Although plaintiff seeks to implicate New York's interest in this case by pointing to a decade of global regulatory investigations and litigations involving CS, plaintiff's claims, in reality, center on the individual defendants' alleged failure to adequately oversee CS's operations. Again, plaintiff concedes that this oversight occurred in Switzerland. (NYSCEF 18, Amended Complaint ¶ 393.) This compels dismissal. (See Primus Pacific Partners 1, LP v Goldman Sachs Group, Inc., 2017 NY Slip Op 32383[U], *12 [Sup Ct, NY County 2017] ["The fact that the transaction(s) out of which the cause of action arose occurred primarily in a foreign jurisdiction weighs strongly in favor of dismissal on the ground of forum non conveniens'"] [citation omitted], affd 175 A.D.3d 401 [1st Dept 2019].) As the critical events at issue here are not alleged to have taken place in New York, the underlying transaction here exhibits a "strong foreign nexus." (Wyser-Pratte Mgt.

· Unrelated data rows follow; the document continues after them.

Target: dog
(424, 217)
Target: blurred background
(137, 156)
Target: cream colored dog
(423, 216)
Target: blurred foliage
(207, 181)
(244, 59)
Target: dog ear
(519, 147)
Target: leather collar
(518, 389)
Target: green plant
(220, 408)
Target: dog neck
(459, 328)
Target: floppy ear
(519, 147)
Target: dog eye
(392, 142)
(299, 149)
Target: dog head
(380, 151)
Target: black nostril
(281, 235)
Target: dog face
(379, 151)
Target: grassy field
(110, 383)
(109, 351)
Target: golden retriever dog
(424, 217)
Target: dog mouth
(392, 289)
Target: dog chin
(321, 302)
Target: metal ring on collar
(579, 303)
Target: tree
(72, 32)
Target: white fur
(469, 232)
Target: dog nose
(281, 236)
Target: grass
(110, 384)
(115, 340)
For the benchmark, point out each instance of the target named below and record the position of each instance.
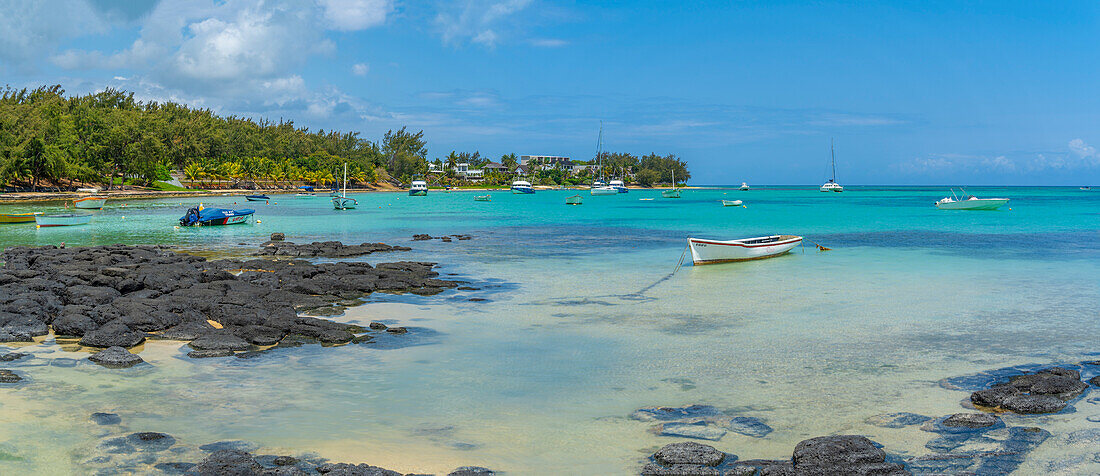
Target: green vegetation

Co., 23 A.D.3d at 270; Pahlavi, 62 N.Y.2d at 479.)

In Primus, the plaintiff sought to bring his claims in New York, largely on the basis of subsequent New York-based investigations into the underlying conduct of a Singaporean company and plaintiff's suggestion that "employees in New York may have participated in the [challenged] transaction and the alleged fraud." (2017 NY Slip Op 32383[U], *11-12.) The court rejected the plaintiff's argument, explaining that the existence of investigations in New York did not demonstrate a substantial nexus to New York. Rather, it was the primary location of the alleged misconduct, there Malaysia, that drove the forum non conveniens inquiry. (Id.) Such is also the case here. (See NYSCEF 18, Amended Complaint ¶¶ 403-404 [relying upon "regulatory and criminal investigations and prosecutions by federal authorities and state authorities in New York" by the New York State Attorney General and federal prosecutors]; id. ¶ 393 [defendants' alleged conduct took place in Switzerland].)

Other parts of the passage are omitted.